Recent disturbing news stories of child abuse at the hands of public and trusted figures, may be causing some parents to question whether their own children would know what to do in a similar situation.
Well, we do know this, those strategies have to be taught – very carefully taught – and reinforced regularly. Don’t assume your child will have the confidence to say no to an adult, and don’t assume your child will tell you if something does happen. The old sports adage applies here: “The best defense is a good offense.” That “offense” involves being open, honest and direct. It also involves preparing your child with very specific directions on what to do and who to tell. In the curriculum taught in school, children are taught about that “Uh oh feeling,” which is the sense you get when something doesn’t seem right. They are instructed to pay attention to situations that feel strange, to say no, to get away, and to tell someone.
We are all in agreement that although we want to protect our children from all evils in society, we cannot be with them every moment.

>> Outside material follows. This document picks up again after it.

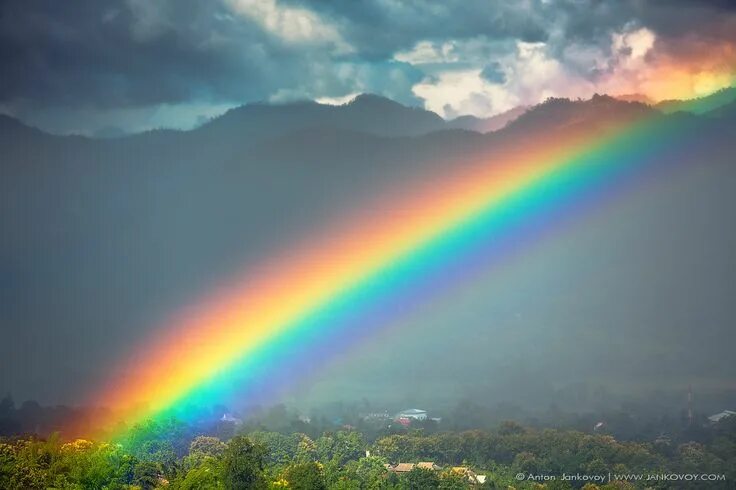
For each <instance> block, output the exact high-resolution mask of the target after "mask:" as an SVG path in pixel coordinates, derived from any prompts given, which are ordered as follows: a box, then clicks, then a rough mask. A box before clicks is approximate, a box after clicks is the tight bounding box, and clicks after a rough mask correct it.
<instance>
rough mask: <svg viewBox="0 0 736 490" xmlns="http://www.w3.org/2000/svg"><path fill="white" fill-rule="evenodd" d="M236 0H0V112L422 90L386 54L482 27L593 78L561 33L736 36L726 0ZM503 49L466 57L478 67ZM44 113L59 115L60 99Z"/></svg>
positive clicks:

So the next best thing is to arm children with the knowledge and strength to know what to do. The idea is that by being on the offense, the child may be able to prevent a bad situation and will be timely in reporting it to parents.
But that is still not enough. Parents need to pay attention and get involved. Telling a child what to do is just the beginning.
• Know where your child is at all times and with whom.
• Get to know the adults who interact with your child.
• Volunteer your time to help out with sports, scouts and other activities.
• When going someplace without you, a child should call upon arrival and departure.